The government didn’t do these things. The State didn’t do these things. “We” did.
“We” is a very, very popular collectivist concept. It assigns massive guilt, while somehow exonerating the political leaders of the collective.
“We” is a great cheese glob that envelops all of us. “We” is a metaphysical construct that replaces “I.” There is no “I.”
Therefore, what some “deluded individual” might think and decide and determine on his own—which could very well run counter to the “we”—is irrelevant.
When it’s time to undertake wars on a grand scale, there is a George Bush who announces what the “we” wants. And when it’s time for the guilt and the sympathy and the bleeding heart, there is an Obama who announces what the “we” wants.
In general, the “we” is there to convince the individual that he is useless and powerless against the advancing cheese glob. He need not bother thinking what he really thinks, because it would make zero difference. Much better to become part of the “huddled mass,” waiting for instructions on how best to serve humanity.
Logic, rational consideration, the ability to analyze a line of thought and find flaws and gaps and deceptions? An outmoded concept that doesn’t apply to the “we.”
You see, the “we” is something quite different. It proceeds by a) committed aggression or b) endless sympathy, depending on what is called for by our leaders.
It moves like inexorable lava slowly leaking away from a volcano. The glob.
It needs no individual intelligence. Making distinctions is unnecessary.
And, one thinks, perhaps the solution to this wretched state of affairs is finding a different “we” to belong to. That will solve the whole problem.
But the underlying solution, as formidable as it may seem, is: dismantle the whole “we.” Expose it for what it is. And reinstate the individual and what he does think, as opposed to what he should think.
The cheese glob, the lava glob, the advancing fungus is the false construct. It was put there and massaged and stimulated to engage the individual and make him think he was excessively “privileged.” He was an outsider who couldn’t see the need and the joy of “belonging.”
He was behaving like a criminal, even a terrorist. He was detracting from the power and the warmth and the humanity of the collective hearth.

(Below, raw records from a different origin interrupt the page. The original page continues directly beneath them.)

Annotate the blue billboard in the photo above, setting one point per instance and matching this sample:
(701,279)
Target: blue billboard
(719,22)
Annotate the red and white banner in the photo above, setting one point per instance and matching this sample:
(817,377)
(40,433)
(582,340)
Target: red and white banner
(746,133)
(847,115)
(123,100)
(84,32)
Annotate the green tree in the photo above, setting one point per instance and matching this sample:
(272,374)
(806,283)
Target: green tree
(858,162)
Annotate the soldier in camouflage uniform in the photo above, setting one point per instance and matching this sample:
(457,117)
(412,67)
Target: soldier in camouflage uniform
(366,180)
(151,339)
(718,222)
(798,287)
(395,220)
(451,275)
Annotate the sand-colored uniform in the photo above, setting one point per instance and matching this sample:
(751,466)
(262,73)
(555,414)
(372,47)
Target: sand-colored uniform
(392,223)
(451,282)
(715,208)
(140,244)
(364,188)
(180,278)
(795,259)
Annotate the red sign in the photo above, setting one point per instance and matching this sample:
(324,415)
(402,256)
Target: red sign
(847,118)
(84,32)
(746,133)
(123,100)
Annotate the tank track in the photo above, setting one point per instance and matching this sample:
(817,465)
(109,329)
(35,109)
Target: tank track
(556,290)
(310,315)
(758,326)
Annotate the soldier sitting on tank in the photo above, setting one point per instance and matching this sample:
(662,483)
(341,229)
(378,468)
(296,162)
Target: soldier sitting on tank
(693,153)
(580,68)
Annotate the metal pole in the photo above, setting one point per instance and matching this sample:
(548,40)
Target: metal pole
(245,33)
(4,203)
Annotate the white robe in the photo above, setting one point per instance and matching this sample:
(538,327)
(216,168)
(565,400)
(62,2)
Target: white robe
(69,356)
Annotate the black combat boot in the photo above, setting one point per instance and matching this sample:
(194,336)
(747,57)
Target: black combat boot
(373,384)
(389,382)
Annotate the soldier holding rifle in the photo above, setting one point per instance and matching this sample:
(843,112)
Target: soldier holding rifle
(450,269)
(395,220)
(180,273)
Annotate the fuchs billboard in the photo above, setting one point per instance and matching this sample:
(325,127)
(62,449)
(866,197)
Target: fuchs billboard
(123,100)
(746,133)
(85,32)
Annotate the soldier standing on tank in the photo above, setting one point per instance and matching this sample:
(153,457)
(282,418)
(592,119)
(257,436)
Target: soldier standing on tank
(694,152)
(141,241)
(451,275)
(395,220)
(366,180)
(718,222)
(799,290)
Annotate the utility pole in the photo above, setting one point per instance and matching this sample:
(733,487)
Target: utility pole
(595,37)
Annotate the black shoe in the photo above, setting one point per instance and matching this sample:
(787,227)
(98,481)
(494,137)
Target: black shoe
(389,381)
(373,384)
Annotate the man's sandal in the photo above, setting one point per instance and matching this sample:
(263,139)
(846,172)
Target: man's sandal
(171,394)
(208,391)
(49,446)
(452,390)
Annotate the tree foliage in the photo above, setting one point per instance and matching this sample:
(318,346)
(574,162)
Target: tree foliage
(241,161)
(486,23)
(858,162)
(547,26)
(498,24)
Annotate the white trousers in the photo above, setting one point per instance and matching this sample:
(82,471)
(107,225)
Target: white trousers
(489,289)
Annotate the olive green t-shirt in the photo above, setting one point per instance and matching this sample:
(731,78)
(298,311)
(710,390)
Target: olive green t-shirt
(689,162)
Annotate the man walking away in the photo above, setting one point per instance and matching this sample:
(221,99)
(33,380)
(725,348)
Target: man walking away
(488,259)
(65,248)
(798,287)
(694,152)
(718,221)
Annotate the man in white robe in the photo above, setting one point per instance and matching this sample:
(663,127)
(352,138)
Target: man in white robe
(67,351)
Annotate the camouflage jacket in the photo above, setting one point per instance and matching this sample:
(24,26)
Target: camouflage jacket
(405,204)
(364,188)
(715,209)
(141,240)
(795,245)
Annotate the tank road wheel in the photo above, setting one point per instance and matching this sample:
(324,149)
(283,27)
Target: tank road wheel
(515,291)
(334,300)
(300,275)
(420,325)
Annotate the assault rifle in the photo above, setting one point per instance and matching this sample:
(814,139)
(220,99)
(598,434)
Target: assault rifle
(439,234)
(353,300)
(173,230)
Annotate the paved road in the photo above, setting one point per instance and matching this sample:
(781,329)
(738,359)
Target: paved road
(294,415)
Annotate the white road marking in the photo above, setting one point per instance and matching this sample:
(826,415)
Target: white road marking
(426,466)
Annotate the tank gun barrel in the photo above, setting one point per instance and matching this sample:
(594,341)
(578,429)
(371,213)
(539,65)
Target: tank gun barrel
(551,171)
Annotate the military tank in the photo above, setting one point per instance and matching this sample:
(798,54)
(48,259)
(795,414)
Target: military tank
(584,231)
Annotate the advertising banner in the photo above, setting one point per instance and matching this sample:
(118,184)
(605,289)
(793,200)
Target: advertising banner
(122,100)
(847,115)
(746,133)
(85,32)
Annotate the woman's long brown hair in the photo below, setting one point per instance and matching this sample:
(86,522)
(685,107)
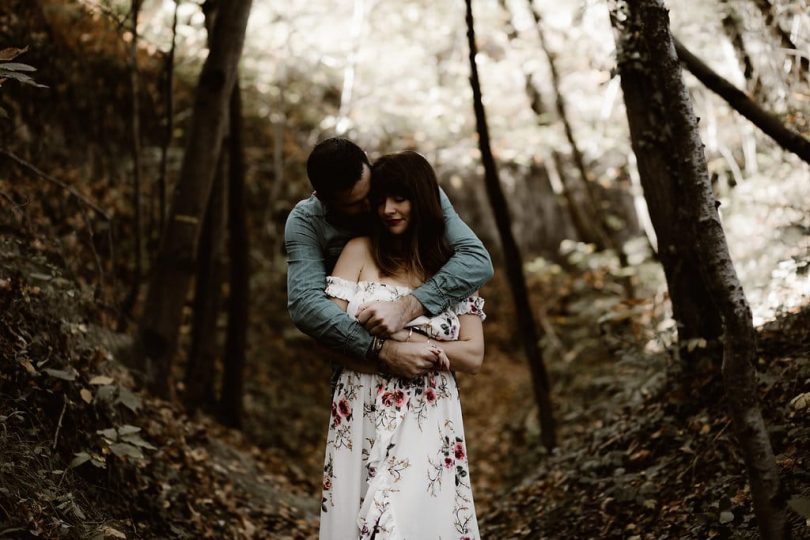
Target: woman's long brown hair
(422,249)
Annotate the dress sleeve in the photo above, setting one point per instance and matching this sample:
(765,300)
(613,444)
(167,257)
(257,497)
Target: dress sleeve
(472,305)
(343,289)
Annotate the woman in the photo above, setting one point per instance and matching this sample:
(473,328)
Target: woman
(396,459)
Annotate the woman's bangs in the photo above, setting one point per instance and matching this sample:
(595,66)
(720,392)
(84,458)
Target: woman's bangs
(389,185)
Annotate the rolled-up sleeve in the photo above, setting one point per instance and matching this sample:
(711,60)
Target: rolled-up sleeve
(310,309)
(464,273)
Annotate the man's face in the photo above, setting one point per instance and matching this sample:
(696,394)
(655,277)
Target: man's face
(352,203)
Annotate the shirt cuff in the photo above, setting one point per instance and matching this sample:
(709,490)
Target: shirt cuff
(358,342)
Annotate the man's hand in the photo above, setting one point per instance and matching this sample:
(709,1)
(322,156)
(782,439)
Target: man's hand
(409,360)
(386,318)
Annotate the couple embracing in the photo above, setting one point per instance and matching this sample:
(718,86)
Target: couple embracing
(382,270)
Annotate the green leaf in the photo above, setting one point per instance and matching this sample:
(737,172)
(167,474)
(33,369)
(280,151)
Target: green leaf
(61,374)
(106,393)
(127,429)
(109,433)
(800,505)
(11,53)
(80,457)
(137,441)
(129,400)
(125,449)
(14,66)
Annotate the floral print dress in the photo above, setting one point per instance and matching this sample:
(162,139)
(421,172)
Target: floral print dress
(396,458)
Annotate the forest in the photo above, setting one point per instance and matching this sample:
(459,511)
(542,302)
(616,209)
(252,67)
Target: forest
(638,171)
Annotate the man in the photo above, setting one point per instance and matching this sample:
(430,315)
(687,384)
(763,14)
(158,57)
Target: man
(315,233)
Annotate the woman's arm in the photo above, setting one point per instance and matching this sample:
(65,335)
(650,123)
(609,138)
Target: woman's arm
(465,354)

What most people take to be Reality is actually invented for the “we.”
And to take all this a step further, Reality is meant to distract the individual from discovering the depth of his own power, which is to say, creative power.
Every organized religion, every State, every so-called spiritual system and philosophy is built to derail the individual in this way.
After all, Reality points to itself. Reality says, “Look at this. Look at me. Understand me. This is what you need to focus on. This is all there is.”
And so it seems the main attribute of the individual is “perceiving what is.” Perceiving Reality.
However, detaching one’s self from that prescription reveals another opportunity, vast in its possibilities:
The ability to analyze the “we” and its many messages and discover what they are and how they are designed—and the capacity to imagine and invent new independent realities without end.
The scope and range of what the individual can do, in this regard, is limited only by: what he can imagine.
The psyop of all psyops seeks to bury this fact.